Economists are hotly debating whether or not we’re in a recession, but we know one thing for certain: times are tough for online retailers regardless of the academic definition. According to Consensus Economics, the US economy is likely to grow by just 0.2% in the next year, the third lowest since 1989. Moreover, inflation hit 9% in June and only slightly fell to 7.7% in October, way above the Fed’s preferred rate of 2%.
Meanwhile, the consumer price index is very high, largely thanks to high fuel prices as part of the fallout of the Russian invasion of Ukraine; consumer sentiment has been falling all year; and NFIB’s small business optimism index has been below its 48-year average for ten months now.
All of this creates an especially difficult environment for ecommerce businesses. Ecommerce has always been highly competitive, but became even more so after the pandemic-driven booms, which prompted more businesses to move online and new home businesses to emerge. History shows that people spend less during periods of high inflation, compare prices on every item, and cut spending on “extras” when they feel the pinch. Additionally, a smaller pool of customers increases rivalry between sellers.
Yet, there are still ways for ecommerce businesses to succeed during an economic downturn. That said, here are five ways to better position your online store for growth during a recession.
Optimize Cash Flow Management
Cash is the lifeblood of commerce, and ecommerce is no exception. You need liquid funds to order products, finance marketing campaigns, remunerate your employees, pay shipping partners, etc. Even if business is generally good, a few months of poor cash flow could wipe out your company, and an economic downturn means that a few tough months are more likely to occur.
To stay on top of cash flow, track income and expenses with your bank’s tools, and/or your bookkeeping and accounting software. It’s best to automate cash flow calculations to remove the risks of manual error. Run cash flow forecasts more often than usual; for example, every month instead of every quarter or every year, because economic turbulence can change the picture quickly. 8fig, for example, makes it easy to track all your sources of income and expenses on a product-by-product basis, forecast cash flow in easy to understand visualizations, and tap into working capital when you need it, as you need it.
Right-price your products
Pricing is always challenging. If your competitors are selling the same products for significantly less than you are, you’ll lose customers. But if you lower the price too much, you’ll lose profits. You need to find that sweet spot where your prices are similar to or slightly lower than other sellers, without cutting your profit margin too fine.

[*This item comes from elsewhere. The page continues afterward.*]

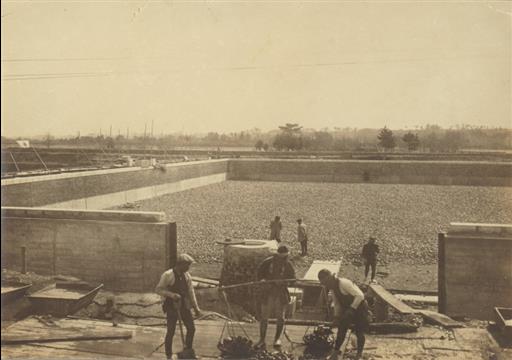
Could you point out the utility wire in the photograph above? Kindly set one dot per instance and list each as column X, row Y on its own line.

This requires keeping an eye on your competitors’ pricing while also monitoring changing market conditions and customer demands. You could do this manually, but it’s a lot of work. Price monitoring tools like Prisync automatically track changes in prices and some of them also adjust your prices for you automatically according to preset rules and algorithms.
Enhance your product feed
Your product feed helps you manage multiple storefronts across the internet without dropping a ball or missing out on an opportunity. It helps you discover which channels are most effective for your business, so you can focus on the right ones.
It’s important to keep your product feed up to date and as detailed as possible to win at SEO. Include enriched product descriptions and clear images and videos, and remove items that are low in stock or non-compliant text that could trip up the feed.
Managing a product feed manually requires a lot of time and effort, and there’s still a risk that you’ll miss items that should be removed or that you’ll fall behind on optimizing SEO and metadata texts, which are critical in giving you an edge over your competition. Feed management tools like Feeditor automate this task so you can focus on business strategy.
Upgrade customer support
In a challenging economic climate, it’s vital to hold on to your existing customers. To do so, you’ll have to be quick to respond whenever and however they get in touch. Consumers know that online businesses collect their data, and they expect better service in exchange. They want your customer support agents to know their identity and purchase history, and expect information to be shared so that they don’t have to repeat themselves.
It’s vital to use customer success software that pushes insights about each customer to the agent, so they have the relevant data at their fingertips. Your goal is to enable customers to have one seamless conversation across channels and agents. Tools like HubSpot help share data, prevent duplicate replies from two agents working on the same ticket, and build a self-serve knowledge base. HubSpot includes a chatbot builder for faster response times.
Introduce (or improve) a loyalty program
Another way to keep customers shopping at your online store is to run a loyalty program. Customers love rewards programs, as long as the rules are transparent, and they don’t require them to complete a long and complex registration form.
Your loyalty program doesn’t have to involve big discounts; you could offer exclusive early access to hot items, faster shipping, free returns, and more. Choose which type of program you’ll run, like points-based or tiered; make it smooth for customers to join; and ensure your loyalty program integrates with checkout so they can spend their points or discounts easily. Tools like Smile.io assist you in setting up and managing all aspects of your loyalty program.
Keep profits up even when the economy is down
Your ecommerce business can survive, and even thrive, despite a turbulent economic climate. By finding your pricing sweet spot, keeping an eye on cash flow, and upgrading post-purchase support and rewards, you can attract new customers and retain existing ones, regardless of market conditions. That way, you can set your ecommerce business up for growth even in a recession.